Chapitre 4. I.

Alors retentit une petite voix et qui venait du cabanon.

« Grignotti, grignotti, qui grignote ma maison ?

Les enfants répondirent :

- Le vent, le vent, la brise légère. »

Hansel et Gretel, Les frères Grimm.

*

La forêt primaire de Bialovèse, en Pologne, s'étendait devant les deux faucheuses qui semblaient hésiter à y pénétrer. La neige tapissait le sol, entre les ronces décharnées et Gretel ne pu s'empêcher de frémir face aux mauvaises ondes que dégageaient les obscurités derrières les arbres. Un bois aux sorcières se cachaient sous cette forêt vierge de toute beauté.
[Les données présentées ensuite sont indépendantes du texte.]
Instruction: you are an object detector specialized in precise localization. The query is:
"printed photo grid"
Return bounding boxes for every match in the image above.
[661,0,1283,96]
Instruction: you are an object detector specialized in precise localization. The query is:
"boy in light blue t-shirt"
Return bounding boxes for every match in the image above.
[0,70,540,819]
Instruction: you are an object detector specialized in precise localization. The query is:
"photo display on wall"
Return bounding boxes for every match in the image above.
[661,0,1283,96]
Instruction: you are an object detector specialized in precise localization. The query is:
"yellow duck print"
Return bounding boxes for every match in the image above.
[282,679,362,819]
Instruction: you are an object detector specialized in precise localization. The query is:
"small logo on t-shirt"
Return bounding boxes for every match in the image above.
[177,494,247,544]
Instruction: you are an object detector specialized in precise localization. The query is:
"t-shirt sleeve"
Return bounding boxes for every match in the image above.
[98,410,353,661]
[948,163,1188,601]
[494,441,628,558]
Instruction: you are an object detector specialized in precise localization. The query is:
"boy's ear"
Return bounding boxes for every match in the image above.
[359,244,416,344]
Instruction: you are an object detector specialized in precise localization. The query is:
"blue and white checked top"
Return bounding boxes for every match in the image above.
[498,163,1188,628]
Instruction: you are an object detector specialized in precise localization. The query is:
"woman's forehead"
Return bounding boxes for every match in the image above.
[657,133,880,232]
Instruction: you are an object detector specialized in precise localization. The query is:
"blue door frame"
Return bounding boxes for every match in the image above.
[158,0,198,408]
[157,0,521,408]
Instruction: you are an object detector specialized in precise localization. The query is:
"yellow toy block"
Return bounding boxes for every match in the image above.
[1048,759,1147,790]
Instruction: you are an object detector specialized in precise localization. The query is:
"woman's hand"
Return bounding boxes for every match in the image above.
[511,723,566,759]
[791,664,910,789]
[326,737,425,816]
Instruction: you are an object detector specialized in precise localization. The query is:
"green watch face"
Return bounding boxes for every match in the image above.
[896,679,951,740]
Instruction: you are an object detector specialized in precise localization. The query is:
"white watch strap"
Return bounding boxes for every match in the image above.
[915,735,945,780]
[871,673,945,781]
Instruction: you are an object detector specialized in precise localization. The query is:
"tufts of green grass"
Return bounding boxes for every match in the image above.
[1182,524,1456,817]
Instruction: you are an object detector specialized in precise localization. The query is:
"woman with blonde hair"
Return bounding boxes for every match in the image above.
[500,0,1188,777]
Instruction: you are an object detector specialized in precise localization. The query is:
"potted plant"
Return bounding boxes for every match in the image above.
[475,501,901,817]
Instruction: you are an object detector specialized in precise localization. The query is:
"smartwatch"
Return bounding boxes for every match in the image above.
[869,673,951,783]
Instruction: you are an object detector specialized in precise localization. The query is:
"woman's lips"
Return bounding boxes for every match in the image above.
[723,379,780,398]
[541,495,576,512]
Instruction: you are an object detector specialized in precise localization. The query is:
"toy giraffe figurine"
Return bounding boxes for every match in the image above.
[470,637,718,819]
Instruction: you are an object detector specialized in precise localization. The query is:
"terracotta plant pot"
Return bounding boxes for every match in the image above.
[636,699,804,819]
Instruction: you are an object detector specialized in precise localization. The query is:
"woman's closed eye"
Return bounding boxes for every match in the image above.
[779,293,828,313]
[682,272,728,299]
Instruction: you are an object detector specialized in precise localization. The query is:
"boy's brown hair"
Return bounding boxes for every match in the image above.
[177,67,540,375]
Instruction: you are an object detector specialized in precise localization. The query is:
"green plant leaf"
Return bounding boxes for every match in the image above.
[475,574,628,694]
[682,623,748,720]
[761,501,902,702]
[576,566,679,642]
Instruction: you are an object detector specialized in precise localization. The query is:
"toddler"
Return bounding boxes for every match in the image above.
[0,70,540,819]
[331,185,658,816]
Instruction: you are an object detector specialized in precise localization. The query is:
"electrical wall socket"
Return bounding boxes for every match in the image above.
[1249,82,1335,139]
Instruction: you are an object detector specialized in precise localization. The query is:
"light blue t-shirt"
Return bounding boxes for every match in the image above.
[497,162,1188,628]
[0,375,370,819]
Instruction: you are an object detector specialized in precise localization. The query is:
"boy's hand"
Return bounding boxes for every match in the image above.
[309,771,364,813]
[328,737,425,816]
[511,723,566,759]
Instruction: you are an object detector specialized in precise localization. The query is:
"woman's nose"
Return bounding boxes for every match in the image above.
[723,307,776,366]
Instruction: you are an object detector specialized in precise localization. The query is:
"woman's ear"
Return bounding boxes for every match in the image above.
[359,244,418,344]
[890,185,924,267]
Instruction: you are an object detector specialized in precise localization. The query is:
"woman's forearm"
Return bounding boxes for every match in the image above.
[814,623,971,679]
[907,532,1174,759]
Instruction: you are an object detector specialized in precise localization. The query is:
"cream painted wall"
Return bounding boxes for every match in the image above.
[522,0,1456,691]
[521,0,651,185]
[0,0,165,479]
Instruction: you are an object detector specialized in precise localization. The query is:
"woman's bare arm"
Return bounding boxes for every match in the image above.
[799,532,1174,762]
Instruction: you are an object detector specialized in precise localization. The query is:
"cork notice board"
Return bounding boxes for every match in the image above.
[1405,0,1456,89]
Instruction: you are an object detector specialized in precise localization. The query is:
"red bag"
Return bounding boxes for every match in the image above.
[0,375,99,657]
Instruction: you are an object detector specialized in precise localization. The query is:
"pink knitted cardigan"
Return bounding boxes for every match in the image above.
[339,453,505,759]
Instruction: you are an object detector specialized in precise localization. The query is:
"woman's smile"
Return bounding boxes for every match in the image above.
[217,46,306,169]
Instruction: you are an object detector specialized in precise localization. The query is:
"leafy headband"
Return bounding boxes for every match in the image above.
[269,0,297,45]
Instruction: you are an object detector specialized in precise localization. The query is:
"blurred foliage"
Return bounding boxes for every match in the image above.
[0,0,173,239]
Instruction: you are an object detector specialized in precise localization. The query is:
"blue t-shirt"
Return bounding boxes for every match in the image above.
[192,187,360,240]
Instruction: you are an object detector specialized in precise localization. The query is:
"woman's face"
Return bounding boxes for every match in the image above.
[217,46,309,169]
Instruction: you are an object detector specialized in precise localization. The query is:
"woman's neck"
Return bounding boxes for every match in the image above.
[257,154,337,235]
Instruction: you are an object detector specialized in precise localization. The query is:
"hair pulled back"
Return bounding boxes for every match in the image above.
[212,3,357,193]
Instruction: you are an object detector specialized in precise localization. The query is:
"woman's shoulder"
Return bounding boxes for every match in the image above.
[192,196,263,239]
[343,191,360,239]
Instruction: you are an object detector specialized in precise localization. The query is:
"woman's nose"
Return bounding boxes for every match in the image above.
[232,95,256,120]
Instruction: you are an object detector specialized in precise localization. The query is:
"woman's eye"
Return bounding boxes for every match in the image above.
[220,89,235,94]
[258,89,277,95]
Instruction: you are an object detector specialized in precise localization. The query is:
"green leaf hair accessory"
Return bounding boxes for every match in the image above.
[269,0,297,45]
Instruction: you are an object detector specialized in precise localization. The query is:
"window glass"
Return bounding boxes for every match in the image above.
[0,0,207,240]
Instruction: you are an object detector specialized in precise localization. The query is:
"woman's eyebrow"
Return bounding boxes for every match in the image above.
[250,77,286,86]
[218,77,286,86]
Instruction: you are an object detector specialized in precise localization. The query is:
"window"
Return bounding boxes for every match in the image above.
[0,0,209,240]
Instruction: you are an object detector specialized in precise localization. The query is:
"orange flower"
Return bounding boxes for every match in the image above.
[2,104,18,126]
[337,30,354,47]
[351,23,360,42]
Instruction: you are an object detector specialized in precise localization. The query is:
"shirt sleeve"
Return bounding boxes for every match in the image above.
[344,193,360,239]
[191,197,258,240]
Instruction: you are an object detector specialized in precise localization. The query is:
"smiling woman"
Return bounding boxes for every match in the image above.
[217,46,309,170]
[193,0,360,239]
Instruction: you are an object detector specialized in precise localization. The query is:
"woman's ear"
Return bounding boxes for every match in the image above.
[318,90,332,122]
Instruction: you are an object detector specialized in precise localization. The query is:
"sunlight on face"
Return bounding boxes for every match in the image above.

Serrant ses doigts autour de sa faucille, un sourire étira ses lèvres et elle souffla :

« Les choses intéressantes débutent...

À ses côtes, Blanche secoua la tête :

— Cela faisait longtemps que je n'avais pas chassé... Les sorcières se sont cachées ces dernières années... Avec la capture de ton frère, la guerre semble avoir repris du vent dans l'aile.

Se tournant vers son amie, surprise par ses paroles, la jumelle ricana :

— Tu penseras à le remercier quand on le retrouvera.

— Avant ou après l'avoir frappé pour s'être fait capturer ?

— Laisse-moi me charger de ça.

Gretel prit la tête de la marche, s'engouffrant dans le bois. La neige crissait sous ses bottes mais elle n'y prêtait pas la moindre attention, entièrement concentrée sur ses sens. Cet endroit empestait la magie noire. La faucheuse reprenait la main après des siècles d'inaction et se mit brusquement à arpenter les fourrés, guidée par l'instinct, suivie par la princesse qui bandait son arc, prête à s'en servir. La jeune femme aux cheveux cendre avait l'impression d'être poussée vers l'obscurité qui se tapissait bien plus loin. Celle-ci l'appelait.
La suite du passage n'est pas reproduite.